Hello, thanks for your suggestions @Catosine. Could you explain more about why it takes up a lot of memory? For example, in my case, some configs are as follows:

  • image size: 224*224
  • #nodes in one cell: 4
  • layers: 6 Only when I set the batch size equal to 2, then the code can run otherwise it will throw Out of Memory error. I think the model is not large, even small.

Similar condition.

image size is set to (224,224) in train_search.py, but it still returns 'out of memory' message immediately even when I set the layers to 4 and batch size to 1.

Runing Envs: Python 2.7, pytorch 0.3.1.post2, CUDA 9.0.
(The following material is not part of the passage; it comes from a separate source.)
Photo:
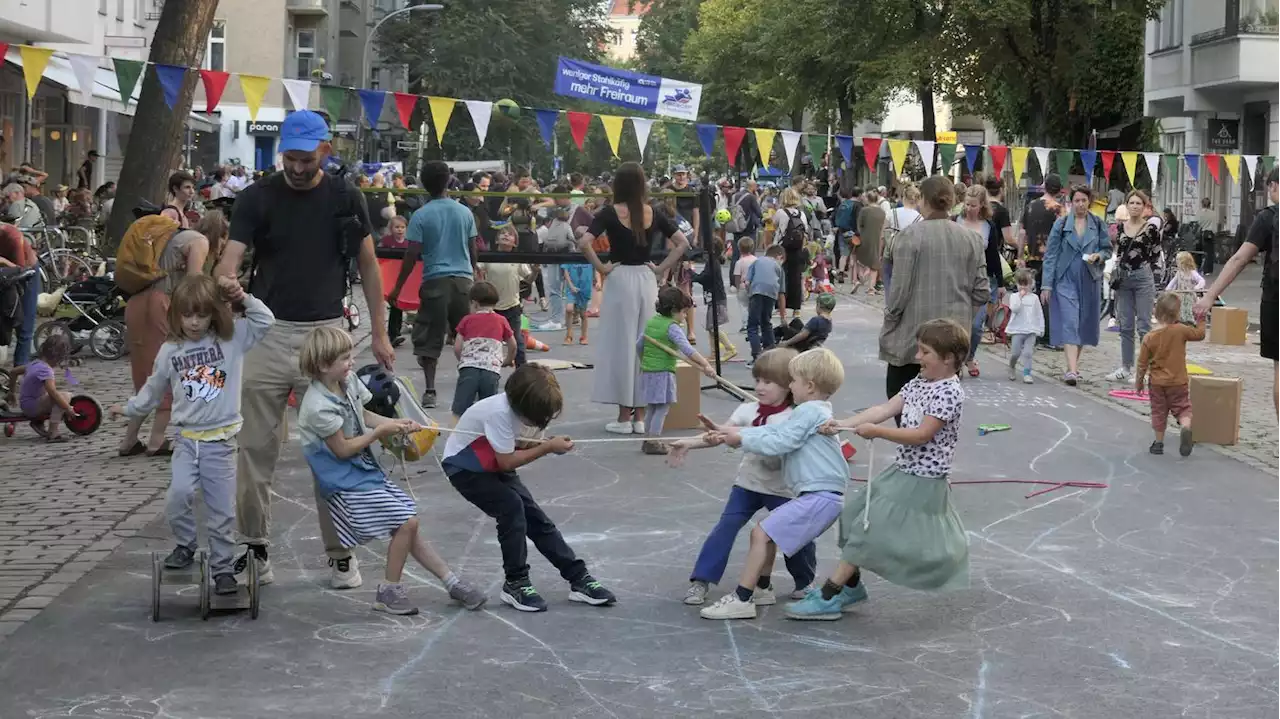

PS. I am using a single 2080Ti with memory of few above 11GB

Hello @rrryan2016,

Thank you for your question. As for my case, I was using one V100 with 32G RAM. Unfortunately, DARTS is very space-consuming when searching for architectures. So you may like to try with the smaller batch size and block structure. Or even reduce some of the layer options, because, in the searching phase, the model is K times larger than the final model (for K stands for the number of operations for each layer).

Good luck and have fun:)

PF

Catosine avatar Jan 18 '21 04:01 Catosine

Or even reduce some of the layer options, because, in the searching phase, the model is K times larger than the final model (for K stands for the number of operations for each layer).

Thx for your kind reply. Really helpful.

rrryan2016 avatar Jan 18 '21 04:01 rrryan2016